Fence Building: Must-Know Things for DIY Project

building a fence

A fence of a certain type may either serve purely decorative purposes and look like a pretty framework of your back and front yard, or be quite functional and protect your property from neighbor’s dogs entering the garden, prevent your kids leaving the backyard without you knowing about that, eliminate the curious strangers peeking into your home and maybe even become a part of your home’s security system.

If your property doesn’t have a fence yet and you’re seriously considering building one due on your own or with the help of the professional fence contractors, there are a few important things involved in fence planning and building you need to know in order to come up with a reasonable project, save your money on materials, avoid certain problems that might occur during the construction and end up with a durable fence that meets your expectations and requirements.
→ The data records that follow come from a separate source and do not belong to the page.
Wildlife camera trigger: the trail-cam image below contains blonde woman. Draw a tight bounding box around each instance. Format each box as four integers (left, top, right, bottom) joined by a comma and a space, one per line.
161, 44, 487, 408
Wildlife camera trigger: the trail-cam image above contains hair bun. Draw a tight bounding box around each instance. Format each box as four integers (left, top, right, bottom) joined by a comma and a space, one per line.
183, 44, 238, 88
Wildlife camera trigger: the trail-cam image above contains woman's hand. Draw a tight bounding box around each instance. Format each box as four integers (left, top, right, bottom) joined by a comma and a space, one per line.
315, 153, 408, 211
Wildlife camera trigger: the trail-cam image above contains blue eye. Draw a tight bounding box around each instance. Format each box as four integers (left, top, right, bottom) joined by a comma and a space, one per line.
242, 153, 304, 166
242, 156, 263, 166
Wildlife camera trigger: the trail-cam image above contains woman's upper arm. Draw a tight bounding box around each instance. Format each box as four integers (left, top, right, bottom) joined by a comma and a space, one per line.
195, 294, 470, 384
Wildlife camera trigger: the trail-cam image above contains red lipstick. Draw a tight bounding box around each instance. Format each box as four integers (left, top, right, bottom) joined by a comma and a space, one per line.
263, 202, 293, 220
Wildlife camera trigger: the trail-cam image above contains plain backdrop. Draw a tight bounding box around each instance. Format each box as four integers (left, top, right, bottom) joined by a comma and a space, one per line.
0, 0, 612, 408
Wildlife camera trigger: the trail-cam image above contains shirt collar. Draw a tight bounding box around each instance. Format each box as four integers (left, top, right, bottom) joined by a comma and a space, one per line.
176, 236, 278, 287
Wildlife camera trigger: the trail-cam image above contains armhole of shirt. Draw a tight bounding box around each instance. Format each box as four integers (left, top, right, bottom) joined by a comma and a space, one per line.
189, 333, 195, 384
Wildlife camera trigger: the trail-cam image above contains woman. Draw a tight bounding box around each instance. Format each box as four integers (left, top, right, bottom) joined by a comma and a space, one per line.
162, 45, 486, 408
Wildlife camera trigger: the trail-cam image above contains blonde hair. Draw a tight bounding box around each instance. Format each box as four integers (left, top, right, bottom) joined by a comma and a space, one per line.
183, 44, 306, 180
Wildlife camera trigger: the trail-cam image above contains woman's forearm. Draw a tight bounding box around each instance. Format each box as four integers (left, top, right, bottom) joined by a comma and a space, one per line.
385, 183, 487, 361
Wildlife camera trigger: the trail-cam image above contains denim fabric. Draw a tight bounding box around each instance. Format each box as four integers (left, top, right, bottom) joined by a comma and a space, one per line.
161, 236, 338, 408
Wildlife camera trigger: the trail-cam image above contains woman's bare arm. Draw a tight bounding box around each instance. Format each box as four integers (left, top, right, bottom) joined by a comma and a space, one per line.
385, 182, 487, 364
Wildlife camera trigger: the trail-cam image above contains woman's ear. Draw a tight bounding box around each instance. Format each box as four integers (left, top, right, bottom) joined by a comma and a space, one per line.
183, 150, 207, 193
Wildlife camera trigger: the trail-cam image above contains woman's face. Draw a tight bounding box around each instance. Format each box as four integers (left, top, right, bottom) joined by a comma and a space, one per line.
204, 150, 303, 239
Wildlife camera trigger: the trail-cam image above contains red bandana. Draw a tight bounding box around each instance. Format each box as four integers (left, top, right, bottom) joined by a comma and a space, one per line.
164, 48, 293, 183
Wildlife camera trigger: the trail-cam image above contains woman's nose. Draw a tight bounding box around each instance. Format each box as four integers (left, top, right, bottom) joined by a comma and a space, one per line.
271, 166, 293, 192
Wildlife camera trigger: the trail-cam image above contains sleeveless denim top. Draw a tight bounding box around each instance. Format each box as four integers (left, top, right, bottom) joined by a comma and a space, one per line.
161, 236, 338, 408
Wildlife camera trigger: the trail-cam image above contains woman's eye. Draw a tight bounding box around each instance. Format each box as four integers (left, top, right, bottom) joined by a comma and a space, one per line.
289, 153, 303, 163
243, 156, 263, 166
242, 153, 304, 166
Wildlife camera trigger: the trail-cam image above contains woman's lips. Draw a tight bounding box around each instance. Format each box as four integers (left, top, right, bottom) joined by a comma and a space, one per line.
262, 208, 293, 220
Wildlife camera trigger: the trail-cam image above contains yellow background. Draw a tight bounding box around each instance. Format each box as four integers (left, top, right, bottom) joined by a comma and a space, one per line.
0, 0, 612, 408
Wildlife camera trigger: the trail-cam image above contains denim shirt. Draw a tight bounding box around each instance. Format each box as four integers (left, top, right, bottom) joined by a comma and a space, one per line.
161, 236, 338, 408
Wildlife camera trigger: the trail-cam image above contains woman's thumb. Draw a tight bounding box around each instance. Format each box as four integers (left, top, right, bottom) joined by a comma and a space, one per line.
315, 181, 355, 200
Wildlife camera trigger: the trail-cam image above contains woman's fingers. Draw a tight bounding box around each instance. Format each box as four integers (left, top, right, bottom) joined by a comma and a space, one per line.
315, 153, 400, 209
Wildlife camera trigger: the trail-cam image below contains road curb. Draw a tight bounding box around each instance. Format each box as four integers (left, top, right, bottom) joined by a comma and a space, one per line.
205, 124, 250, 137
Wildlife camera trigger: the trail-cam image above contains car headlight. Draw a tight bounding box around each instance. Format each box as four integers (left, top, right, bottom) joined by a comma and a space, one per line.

Thorough planning and careful preparation are crucial when you’re willing to embark on a DIY fence building project to successfully put up either a cute picket or a utilitarian chain-link or a privacy fence around your property.

Things to know before building a fence

Check the local codes

Some states and counties impose legal prohibitions on fence building. Some of them set strict construction guidelines regarding the height of the fence and some other features. Make sure that the fence you’re going to build meets the local requirements and you won’t have to spend your time and money on building something you’ll have to take down as soon as the local authorities ask you to do so.

Talk to your neighbors

As you’re going to build a fence on the line, dividing your and your neighbor’s plots, it’s important to make sure that the people who live next to you aren’t completely against your construction. Moreover, sometimes such construction will meet both your and your neighbors’ interests, thus you may talk about splitting the costs of building a fence between your properties to cut your expenses. Anyway, aim for a constructive talk and a compromise.

neighbors talking over a fence

Mark the site properly

Firstly, you need to make sure that the line you’re going to construct your fence on is definitely the border line of the properties not to go beyond your own territory. Property plans and a land surveyor (he’ll stake out the plot to mark the border lines) will help you do that just fine. Remember to call your gas provider to schedule a free demarcation appointment before you start digging for the post not to disrupt any lines and cause major trouble. If you’re hiring fence contractors to do the job, they should ask you to do that prior to digging as well.

Choose the design and the materials wisely

Fence construction is quite a costly project, especially when it comes to building tall privacy fences or the ones that are made of expensive materials like precast concrete panels or metal fence panels. For modest budgets, even building a picket fence around the entire plot is quite expensive.

Thus, consider combining different materials (like picket for the front yard and chain-linked for the rest of the plot) and make sure that the posts you install for your fence are able to sustain both the load of the fencing and the exposure to different weather conditions.

Don’t forget about the maintenance part of the issue when planning your fence as well. For instance, picket fences have to be repainted every few years depending on the climate, as well as replaced after a while due to the fact that the wood tends to rot over the course of time.

picket and chain-linked fence combination

Think for the long-term perspective

It’s not only the height of the fence and the construction material you need to think about. It’s also the width of entrance points and the gates you should pay particular attention to. Plan those the way that the bigger vehicles (like moving trucks, construction tractors, firefighters (God forbid!), cranes of tree services etc.) are able to get in and out when needed. On top of that, it’s better to include at least two entrances for the backyard in terms of safety and convenience.

Your pool has to be fenced

Even if you don’t want to have a fence around your entire property, in most states it’s the law demands that the owners of homes with outdoor pools have to build a fence around that part of their backyard or at least around the pool to prevent unfortunate accidents ( e.g. kids falling into the water).

Usually, it’s required that the fence has to be at least 4ft high and has to feature a self-closing gate for safety purposes. But, you need to check in with the local codes to know for sure.

Know when to build

If you live in a mild climate with relatively warm winters, think about building a fence in late autumn or winter, as you might stumble across great construction discounts, provided by the contractors willing to receive orders during the ‘quite period’ of the year.